Secondo il II Rapporto WELLFARE del Consiglio Nazionale dei Giovani, il 75% dei giovani italiani ha avvertito la necessità di un supporto psicologico, ma solo il 27,9% ha ricevuto un aiuto efficace. Quasi l’11,2% non ha trovato risposte adeguate e oltre un terzo non ha nemmeno chiesto aiuto, spesso per mancanza di accessibilità, stigma o sfiducia. Tra le donne under 36, i dati sono ancora più gravi: l’87,3% ha dichiarato di aver avuto bisogno di sostegno psicologico negli ultimi cinque anni.
A questo si aggiunge un ambiente lavorativo che raramente è attento al benessere emotivo. Le parole “salute mentale”, se citate, sono spesso considerate un vezzo, una moda, o peggio, una debolezza. Quando si entra in un contesto dove l’abuso è normalizzato e l’omertà è premiata, la frustrazione diventa paralizzante. Non ci si sente solo stressati: ci si sente sbagliati, come se la colpa fosse propria e non del sistema.

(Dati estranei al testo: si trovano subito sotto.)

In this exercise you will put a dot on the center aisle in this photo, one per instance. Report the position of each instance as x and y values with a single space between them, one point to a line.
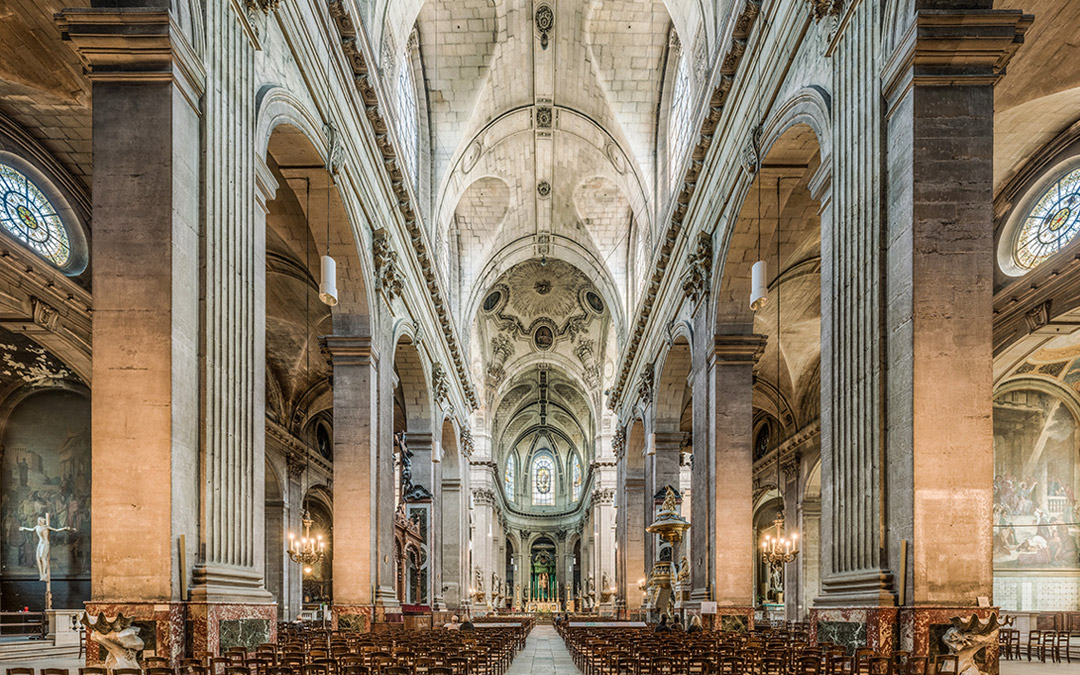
544 652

Non vogliamo solo sopravvivere
Il lavoro non può e non deve essere una lotta per la sopravvivenza psicologica. Non stiamo più accettando il ricatto implicito tra “carriera” e “benessere”. Non vogliamo più dover scegliere tra un contratto sicuro e un ambiente umano. Vogliamo entrambi. Perché è possibile. Perché è giusto.
Il paradigma che ha guidato per decenni il lavoro – salario, orario, diritti – non basta più. Questi elementi restano fondamentali, ma oggi non sono sufficienti a definire la qualità di un’esperienza lavorativa. Al centro deve esserci anche il benessere: fisico, mentale, relazionale. La possibilità di sentirsi al sicuro, valorizzati, ascoltati. Il benessere deve diventare uno dei criteri prioritari nella scelta di un posto di lavoro, un diritto strutturale, non un “extra” per pochi fortunati.
Non è vero che “è così che funziona”. Non è vero che chi si lamenta è fragile. Non è vero che bisogna adattarsi al peggio.
Chiediamo un cambio di paradigma culturale. Serve una nuova alfabetizzazione emotiva e organizzativa. Le aziende devono smettere di considerare il benessere come un costo, o come una “soft skill” opzionale. Deve diventare un indicatore di qualità, di serietà, di lungimiranza. È una condizione strutturale per la produttività sostenibile e per un futuro del lavoro che sia umano, non solo efficiente.
Cosa vogliamo davvero
Non stiamo cercando solo un lavoro. Vogliamo rispetto.
Vogliamo sentirci ascoltati, rappresentati, protetti. Vogliamo che il benessere sia una priorità, non un bonus. Vogliamo essere liberi di crescere senza dover sopprimere la nostra identità o i nostri valori. E non lo vogliamo solo per noi. Lo vogliamo per chi verrà dopo. Perché cambiare non è solo un atto di giustizia, ma un investimento nel futuro.